The perception of Bird's Eye View (BEV) has become a widely adopted approach in 3D object detection due to its spatial and dimensional consistency. However, the increasing complexity of neural network architectures has resulted in higher training memory, thereby limiting the scalability of model training. To address these challenges, we propose a novel model, RevFB-BEV, which is based on the Reversible Swin Transformer (RevSwin) with Forward-Backward View Transformation (FBVT) and LiDAR Guided Back Projection (LGBP). This approach includes the RevSwin backbone network, which employs a reversible architecture to minimise training memory by recomputing intermediate parameters.
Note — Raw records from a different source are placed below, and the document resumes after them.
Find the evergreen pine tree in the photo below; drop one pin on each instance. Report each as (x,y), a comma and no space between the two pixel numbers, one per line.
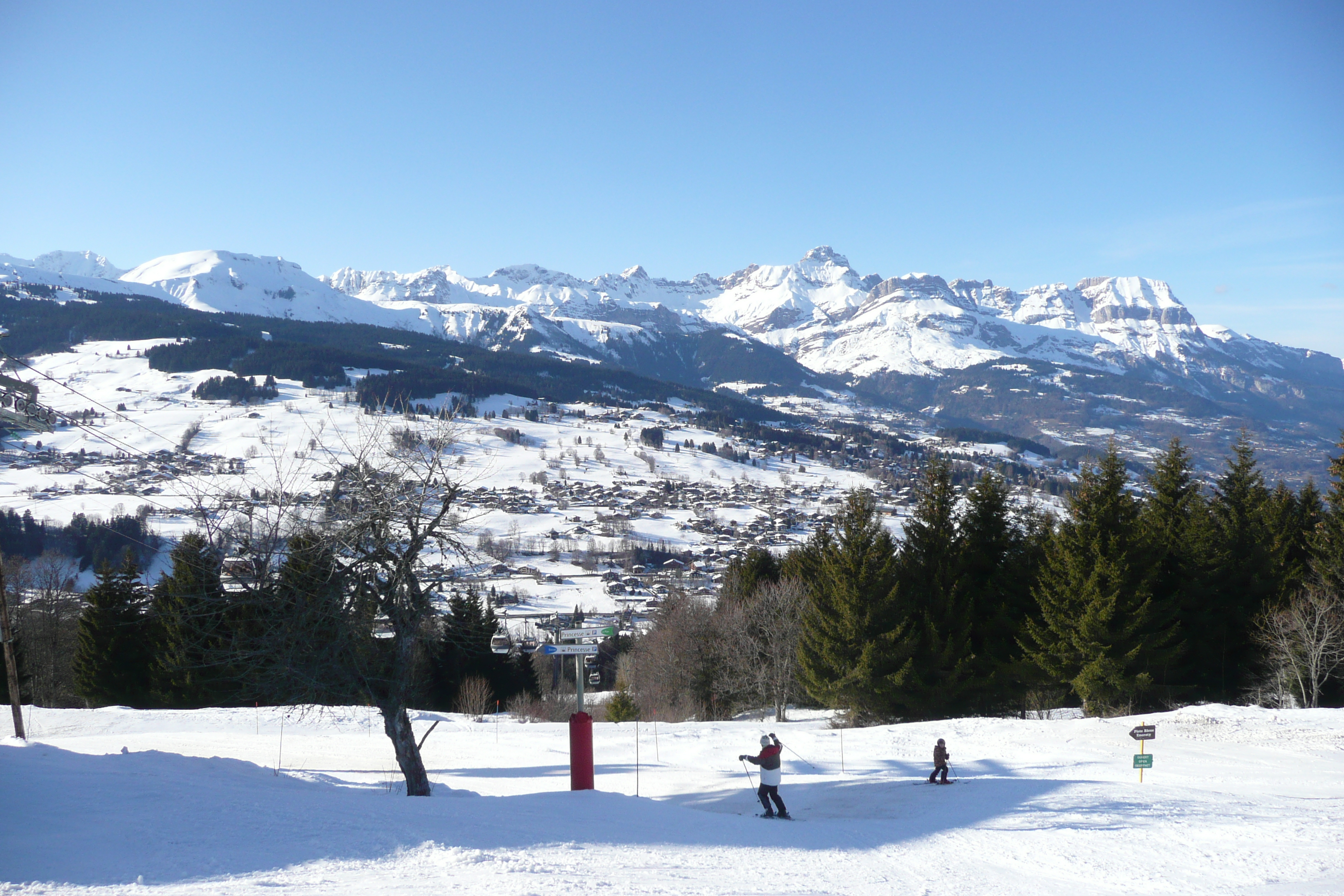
(1099,629)
(115,653)
(1244,581)
(190,609)
(855,651)
(621,707)
(464,651)
(1291,519)
(1327,543)
(1176,532)
(998,561)
(941,674)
Moreover, we introduce the FBVT module that refines BEV features extracted from forward projection, yielding denser and more precise camera BEV representations. The LGBP module further utilises LiDAR BEV guidance for back projection to achieve more accurate camera BEV features. Extensive experiments on the nuScenes dataset demonstrate notable performance improvements, with our model achieving over a $4 \times$ reduction in training memory and a more than $12 \times$ decrease in single-backbone training memory. These efficiency gains become even more pronounced with deeper network architectures. Additionally, RevFB-BEV achieves 68.1 mAP (mean Average Precision) on the validation set and 68.9 mAP on the test set, which is nearly on par with the baseline BEVFusion, underscoring its effectiveness in resource-constrained scenarios.

Abstract Image

查看原文本刊更多论文

RevFB-BEV：具有可逆Swin变压器的内存高效网络，用于3D BEV目标检测

鸟瞰图（BEV）因其空间和维度的一致性而成为三维目标检测中广泛采用的一种方法。然而，随着神经网络结构复杂度的不断提高，训练内存的要求越来越高，从而限制了模型训练的可扩展性。为了解决这些挑战，我们提出了一种新的模型，RevFB-BEV，它基于可逆Swin变压器（RevSwin），具有前向后视图变换（FBVT）和激光雷达制导反向投影（LGBP）。该方法包括RevSwin骨干网，该骨干网采用可逆结构，通过重新计算中间参数来最小化训练记忆。此外，我们还引入了FBVT模块，该模块对前向投影提取的BEV特征进行细化，从而获得更密集、更精确的相机BEV表示。LGBP模块进一步利用LiDAR BEV引导进行反向投影，以实现更精确的相机BEV功能。在nuScenes数据集上的大量实验证明了显着的性能改进，我们的模型在训练内存中实现了超过4 × 4\times $的减少，在单骨干训练内存中实现了超过12 × 12\times $的减少。随着网络架构的深入，这些效率的提升变得更加明显。此外，RevFB-BEV在验证集上达到68.1 mAP (mean Average Precision)，在测试集上达到68.9 mAP，几乎与基线BEVFusion相当，强调了其在资源受限场景下的有效性。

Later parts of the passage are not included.